見えない悪意
王様はさっそく女官長を呼び出して、アルカの部屋を用意させようとしました。
「陛下、恐れながら王族でもない者を王宮に住まわせるわけには参りません」
「女官長。この娘は王妃の養い子なのだよ。それなら私にとっても娘も同然だ。だから家族として遇して欲しいとそう言っているのだ。固いことは言うな」
「いいえ、陛下。ここで秩序を崩してしまえば、この先陛下や殿下に妃を迎えられた時の示しがつきません。陛下はこの娘を王女として迎え入れるとでもおっしゃるのですか?」
「いや。
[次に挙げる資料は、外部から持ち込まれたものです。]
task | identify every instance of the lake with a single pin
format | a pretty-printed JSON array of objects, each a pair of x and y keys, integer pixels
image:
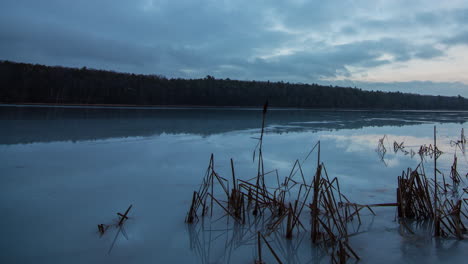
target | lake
[{"x": 64, "y": 170}]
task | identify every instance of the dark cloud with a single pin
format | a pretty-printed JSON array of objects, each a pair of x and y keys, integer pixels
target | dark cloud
[{"x": 458, "y": 39}]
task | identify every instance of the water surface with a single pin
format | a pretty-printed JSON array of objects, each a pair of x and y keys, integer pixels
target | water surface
[{"x": 65, "y": 170}]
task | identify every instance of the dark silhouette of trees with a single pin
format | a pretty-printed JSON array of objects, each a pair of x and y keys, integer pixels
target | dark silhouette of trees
[{"x": 28, "y": 83}]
そうは言っていない。しかしメアリー。お前はずっとベルを大切に想ってくれていたではないか。ベルはこの娘を我が子としていたのだよ。ベルの意思を少しは汲もうとしてはくれないのかね」
「あの、陛下、それに女官長さま。私はこちらできちんと働きます。お仕事さえいただければ……」
たまりかねて口を挟んだアルカを、女官長はギロリと睨みました。
「無作法な! 目上の者の話に口を挟むとは、最低限の礼儀も知らないようですね。言っておきますが王宮に勤める者は貴族階級から下々の洗濯女にいたるまで、身元の保証のあるものだけです。躾もできていなければ身元も確かでない者に与える仕事などありませんよ」
シンと静まりかえってしまった中でナイトが口を挟もうとするのを王が制しました。
「メアリー。ではどうすればいいというのかね。私はこの者に約束したのだ。娘として遇するとね。私は約束を必ず守ってきた。それはお前が良く知っている筈だがな」
それはそうなのです。
あの王妃と王子を襲った悪意の源を見つけ出し、それを排除するまで王は少しも諦めることなく努力し続けました。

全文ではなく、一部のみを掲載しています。